恋愛の神様

唸って肩で息を吐く。


「余計なお世話、だ。女房なんざ、一人いりゃ沢山だ。…尤も、捻くれたヤツだから老後は心配だがな。」


ひよ子は野良猫に遭遇したみたいにフリーズした。

三分間の沈黙の後―――


「えええええ!!」


絶叫を放って詰め寄ってくる。


「おく、奥様いらっしゃるんですか!?部長に奥さん………想像出来ません。ツキノワグマ辺りでしょうか?」

「オマエ、マジで俺を何だと思ってんだヨッ。」

「えー……ですが、みなさん、部長は一人身だって…」


あくまでも胡散臭そうな呟きに肩を竦める。


「そのみなさんってのは若い連中だろ。そんで正しくは一人身じゃなくて、一人暮らし。学生結婚で、数年前に別居…っての、古株連中なら知ってっぞ。」

「別居……」


そう言ってひよ子は押し黙った。

少しだけ考えて、訪ねてくる。


「ワタクシ、別居というものが今一理解しかねます。一緒にいたくないのでしたら、潔く別れた方がお互いのためだと思いますし、この先一緒にと考えていらっしゃるのでしたら、一時はガマンしてでも一緒に生活すべきかと思うので。
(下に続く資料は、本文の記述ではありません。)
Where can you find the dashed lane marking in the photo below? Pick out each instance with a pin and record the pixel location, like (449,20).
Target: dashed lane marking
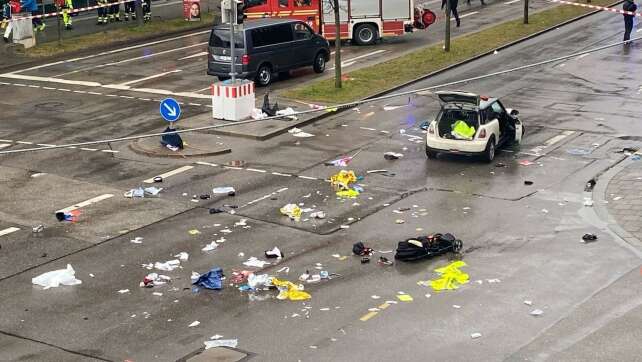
(169,173)
(86,203)
(8,231)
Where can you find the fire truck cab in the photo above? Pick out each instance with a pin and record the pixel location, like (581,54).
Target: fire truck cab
(362,21)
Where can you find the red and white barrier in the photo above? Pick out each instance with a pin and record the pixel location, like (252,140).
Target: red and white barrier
(233,101)
(70,11)
(618,11)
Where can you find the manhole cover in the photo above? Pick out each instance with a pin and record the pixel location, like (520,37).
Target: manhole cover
(566,107)
(49,106)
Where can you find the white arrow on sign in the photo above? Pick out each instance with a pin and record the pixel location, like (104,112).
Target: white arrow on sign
(171,110)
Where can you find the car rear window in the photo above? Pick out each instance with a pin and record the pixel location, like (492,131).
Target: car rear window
(220,38)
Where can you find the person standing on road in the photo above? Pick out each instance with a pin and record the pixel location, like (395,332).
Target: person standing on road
(102,12)
(453,8)
(114,11)
(32,7)
(66,6)
(130,9)
(629,6)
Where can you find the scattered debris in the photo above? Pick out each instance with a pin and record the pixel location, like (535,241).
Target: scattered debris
(537,312)
(288,290)
(292,211)
(299,133)
(274,253)
(392,155)
(587,238)
(451,277)
(427,246)
(210,280)
(229,190)
(231,343)
(55,278)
」


ひよ子らしい考え方に俺はふっと顔を緩ませた。


「別れるべきか一緒にいたいのか、分かるまでの猶予、だな、多分。」

「分かるまでの猶予、ですか。」

「ま、ウチの場合ちょっと特殊だぁな。嫁サン、バリバリのキャリアウーマンで、家事にはむいてねー女だし。俺も別に家に入って欲しいとは思わなかったし、肩代わりできるほど家事もむいてねーし。で、互いに仕事にのめり込んでいたら、こんな状態になった。」